Sise Ana'nın öyküsü okuyucu ile buluşuyor
09:08
Nişmiye Güler/JINHA
MUŞ - Sise Ana'yı oğlu Zafer Bingöl, 'Bir dağ bir taş bir ağaç' adlı kitapta anlatarak, Sise'nin hayatı boyunca çocukları için verdiği mücadeleyi okuyucu ile buluşturuyor.
Muş'un Varto ilçesine bağlı Teknedüzü köyü ve kırsalına yönelik 6 Nisan günü düzenlenen askeri operasyonda gözaltına alınarak "Örgüt üyeliği" ve "Örgüte yardım ve yataklık" suçlamaları nedeniyle tutuklanan 74 yaşındaki Sise Bingöl'ün hayat hikayesi, oğlu Zafer Bingöl tarafından "Bir dağ bir taş bir ağaç" adlı kitapta kaleme alındı. Sise'nin zorlu ve mücadele dolu yaşantısından söz eden Zafer, kendi duygularıyla okuyucuya annesini anlatıyor. Kitabına Sise'nin evlilik süreci ile başlayan Zafer, kitabın sonuna kadar Sise'nin yaşadığı coğrafyada çocukları için verdiği amansız mücadeleyi dile getiriyor.
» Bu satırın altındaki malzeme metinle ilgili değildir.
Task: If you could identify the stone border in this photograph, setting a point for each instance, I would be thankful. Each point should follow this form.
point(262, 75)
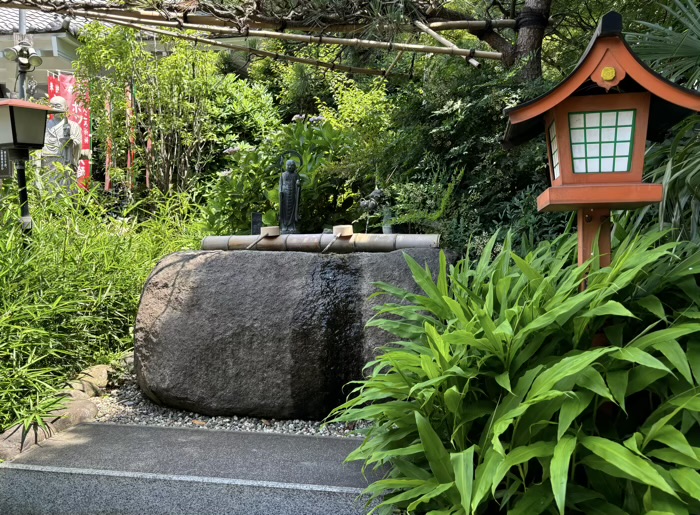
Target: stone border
point(90, 383)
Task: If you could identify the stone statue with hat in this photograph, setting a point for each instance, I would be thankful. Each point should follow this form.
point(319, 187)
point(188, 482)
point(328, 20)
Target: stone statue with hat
point(62, 144)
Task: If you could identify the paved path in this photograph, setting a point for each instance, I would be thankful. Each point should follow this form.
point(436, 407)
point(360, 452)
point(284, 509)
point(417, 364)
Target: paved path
point(115, 469)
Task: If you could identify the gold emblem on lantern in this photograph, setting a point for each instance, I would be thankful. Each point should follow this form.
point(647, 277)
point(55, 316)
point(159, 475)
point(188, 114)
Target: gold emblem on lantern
point(608, 73)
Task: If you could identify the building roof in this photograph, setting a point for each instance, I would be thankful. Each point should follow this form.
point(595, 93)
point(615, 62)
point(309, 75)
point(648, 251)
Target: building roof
point(670, 103)
point(39, 22)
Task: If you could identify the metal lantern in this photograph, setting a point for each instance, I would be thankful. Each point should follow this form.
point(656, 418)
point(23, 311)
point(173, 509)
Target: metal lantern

'Memdali ile ömür boyu sürecek bir hayata adım attım'
Sise'nin ağzından evliliğinden bu güne yaşantısı kitapta şu şekilde anlatılmaya başlanıyor: "Evlendirildiğimde Varto'nun Teknedüzü köyüne getirildim. Adetler gereği at sırtında yola çıkarıldım. Üç gün boyunca at sırtında ara ara mola vererek üzerimdeki gelinlik ile yolculuk yaptım. O dönem gelinlerin konuşması ayıp karşılandığından, tuvalet ihtiyacımı dahi söylememe izin verilmedi. Üç gün at sırtında geçen yolculuğun ardından düğünümün yapıldığı köye vardık. Düğün yapıldı ve ben sadece bir kez gördüğüm Memdali ile ömür boyu sürecek bir hayata adım attım."
'Sise ölen çocuğuna yaklaştırılmadı'
Evlendirildiğinde kalabalık bir aileye giden Sise'nin eşi Memdali, köyün çobanı olduğundan evine pek uğramayan, çalışkan ama biraz sorumsuzluğundan dem vurularak kitapta anlatılıyor. Sise'nin evini her şeye rağmen ayakta tutması ve ilk çocuğunu kaybedişi şöyle belirtiliyor: "Memdali evine gelmiyor uzak köylere çobanlık yapmaya gidiyordu. Sise diğer aile üyeleri ile birlikte kalıyordu ve bir çocuğu olmuştu. Köy evindeki tüm işleri Sise yapıyor, tarlaya gidiyor, evin yemeklerini yapıyor ve çocuğuna da bakıyordu. Bir gün çocuğu hastalandı, doktora gidemedi. Bir buçuk yaşındaki çocuğu gözlerinin önünde yaşamını yitirdi. Gelenekler gereği Sise'nin çocuğuna yaklaşmasına izin vermediler. Çocuğunu Sise'ye göstermeden gömdüler."
'Sise hayatı boyunca evlat acısı çekti'
Dönemin zorlu koşulları içerisinde yaşayan Sise, bir yıl boyunca ayrı ev diye ahırda yaşar ve çocuğunu burada doğurur. Kendi çabası ile evini elleri ile yapan Sise, çocukları ile yaşamaya başlar. Varto'da yaşanan depremde iki küçük çocuğunu kaybeden Sise, yaşamını evlat acısı çekerek sürdürür. Aradan geçen zamanda Sise'nin büyüyen çocuklarından ikisi PKK'ye katılır ve yaşamlarını yitirirler. Uzun süre çocuklarının cenazesini tek başına arayan Sise, eşi Memdali'nin devlet korkusundan desteğini alamayarak aylarca çocuklarının cenazesini bulmak için mücadele verir. Sise, devlet baskısına rağmen oğullarını kendi köyünde tören ile başı dik olarak gömer.
"Bir dağ bir taş bir ağaç" adlı kitap Sise Ana'yı tanımak ve biraz olsun empati yaparak 74 yaşındaki bir kadının cezaevinde ne için tutulduğunu anlamaya yardımcı oluyor. Sise Ana iki ayı aşkındır Muş M Tipi Kapalı Cezaevi'nde tutuklu bulunuyor ve çok ciddi sağlık sorunları yaşıyor.